With all of Spring’s team now planet-side, director Helen Goldwyn’s “Human Kind” is able to craft her Mars-based story as a genuine ensemble piece. Loyalties come under strain, hidden secrets surface and sacrifices have to be made. The adventure and the conspiracy elements of Goldwyn’s story are both well crafted, and the script makes good use of the opportunity to ratchet up the tension and raise the stakes ahead of the finale. With his officers all committed in the field, Spring is left alone to make the case for an International Space Police Force presence on Mars to a hard-to-impress audience of settlers.
Throughout the Mars story the drive of unregulated frontier capitalism has become increasingly entangled with criminal enterprise. Spring’s attempt to convince the colonists that due process under the law will not lead to tyranny or the abuse of power is powerfully written by Goldwyn and expertly performed by Calder.
Smith returns to scriptwriting duties to pen the stirring finale “The Highest Ground”. Olympus Mons, the massive “shield volcano” on the planet’s surface, has been a recurring landmark throughout these Mars adventures.
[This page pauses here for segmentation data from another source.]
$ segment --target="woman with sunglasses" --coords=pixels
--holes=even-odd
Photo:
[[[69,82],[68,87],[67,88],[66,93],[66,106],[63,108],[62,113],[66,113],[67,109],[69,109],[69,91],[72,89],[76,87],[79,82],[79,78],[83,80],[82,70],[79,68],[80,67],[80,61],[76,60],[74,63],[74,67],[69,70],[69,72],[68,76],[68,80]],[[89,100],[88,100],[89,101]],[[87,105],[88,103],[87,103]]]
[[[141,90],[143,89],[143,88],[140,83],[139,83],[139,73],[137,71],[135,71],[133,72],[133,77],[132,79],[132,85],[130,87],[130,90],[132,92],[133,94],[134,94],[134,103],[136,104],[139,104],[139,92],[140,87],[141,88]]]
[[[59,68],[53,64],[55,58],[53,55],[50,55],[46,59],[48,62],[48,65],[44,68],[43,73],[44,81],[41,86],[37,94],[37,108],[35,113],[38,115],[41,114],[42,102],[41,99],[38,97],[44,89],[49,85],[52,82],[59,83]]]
It’s entirely fitting that it should provide the huge scale setting for a decisive high-stakes showdown, from which not everyone will emerge alive or unscathed.
The thrilling conclusion of the Mars story secures the stellar status of Star Cops on audio. This is an assured and faithful adaptation of a small-screen sci-fi property able to build on the concept’s strengths. There’s no risk either of the show’s credibility falling victim to a shoestring special effects and visual design budget: an unfortunate fate that has led so many high-concept science fiction TV shows from that era to age so visibly. Several of Big Finish’s more recent genre TV adaptations have been lost to cancellation. On the strength of Mars Part 2, let’s hope there’s no reason to arrest the Star Cops.
Star Cops: Mars Part 2 is available, in CD and digital download formats from the Big Finish site.